The dialogue, some of it thoughtful and riveting, between Georges and Eva form the heart of "Amour".  Their conversations are well-acted.  Mr. Haneke's screenplay gives space and weight to words, to silences and to uncomfortable scenes.  There's real-life identification with what is being discussed by Georges and Eva.  Not too many people who see "Amour" will say that they don't know someone (or is someone) in the position of any of the film's characters.  We know how life will end, and we know what will happen in "Amour".  The only question is, how will Mr. Haneke get there?

Georges's affection for Anne, in the way he speaks to her, particularly in the final stages of the film, is tender and moving.  Death in film is often riddled with clichés, especially when it involves senior citizens.  Death of the aged is filled with bitterness and mocking and dismissed in comedies and dramas alike.  Mr. Haneke offers a touch of that here though solely in a scene via one disagreeable character, a young woman who believes her ability to be an effective caretaker has been questioned.  The usually mild-mannered Georges scolds her.  Throughout "Amour" Georges looks to jettison burdens and people who care.  He is tired: tired of the routine, tired of the niceties, even tired of his daughter-in-law Eva, who is very concerned about her ailing mother. 
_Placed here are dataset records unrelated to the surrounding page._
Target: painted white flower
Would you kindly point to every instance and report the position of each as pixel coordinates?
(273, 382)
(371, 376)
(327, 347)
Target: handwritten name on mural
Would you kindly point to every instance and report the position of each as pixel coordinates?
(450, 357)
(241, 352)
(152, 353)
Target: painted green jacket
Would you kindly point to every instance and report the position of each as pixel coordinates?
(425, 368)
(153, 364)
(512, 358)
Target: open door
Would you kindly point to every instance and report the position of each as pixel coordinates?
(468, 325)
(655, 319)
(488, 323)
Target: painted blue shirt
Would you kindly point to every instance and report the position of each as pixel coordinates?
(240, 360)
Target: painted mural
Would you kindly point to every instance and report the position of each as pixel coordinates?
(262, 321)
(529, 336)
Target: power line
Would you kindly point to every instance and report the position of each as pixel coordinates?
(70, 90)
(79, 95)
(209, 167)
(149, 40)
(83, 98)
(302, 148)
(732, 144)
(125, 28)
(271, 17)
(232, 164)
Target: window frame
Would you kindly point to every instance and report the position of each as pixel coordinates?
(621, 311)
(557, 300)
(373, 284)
"Amour" is an exercise in sensitivity, complexity and tastefulness, a worthwhile and valuable effort in filmmaking.  Ms. Riva makes Anne, a rigidly realist figure, achingly authentic.  It's a stunning, disturbing performance; self-contained but not self-aware.  You never feel that Ms. Riva (or Mr. Haneke) works to solicit your pity.  Admittedly I was frustrated by Anne's growing limitations, even angered by her decline.  The way Mr. Haneke shoots Ms. Riva and the film with his typically fixed camera and lack of edits in scenes offers the only moments when he may try to provoke.  Yet what we see is truth and life staring us in the face, up close and very personal.  Ms. Riva's strong work offers a gateway to the compassion and empathy we feel for Georges, and it resonates unmistakably at the end.

Also with: William Shimell.

"Amour" is rated PG-13 by the Motion Picture Association Of America for mature thematic material including a disturbing act, and for brief language.  In French with English language subtitles.  The film's running time is two hours and seven minutes.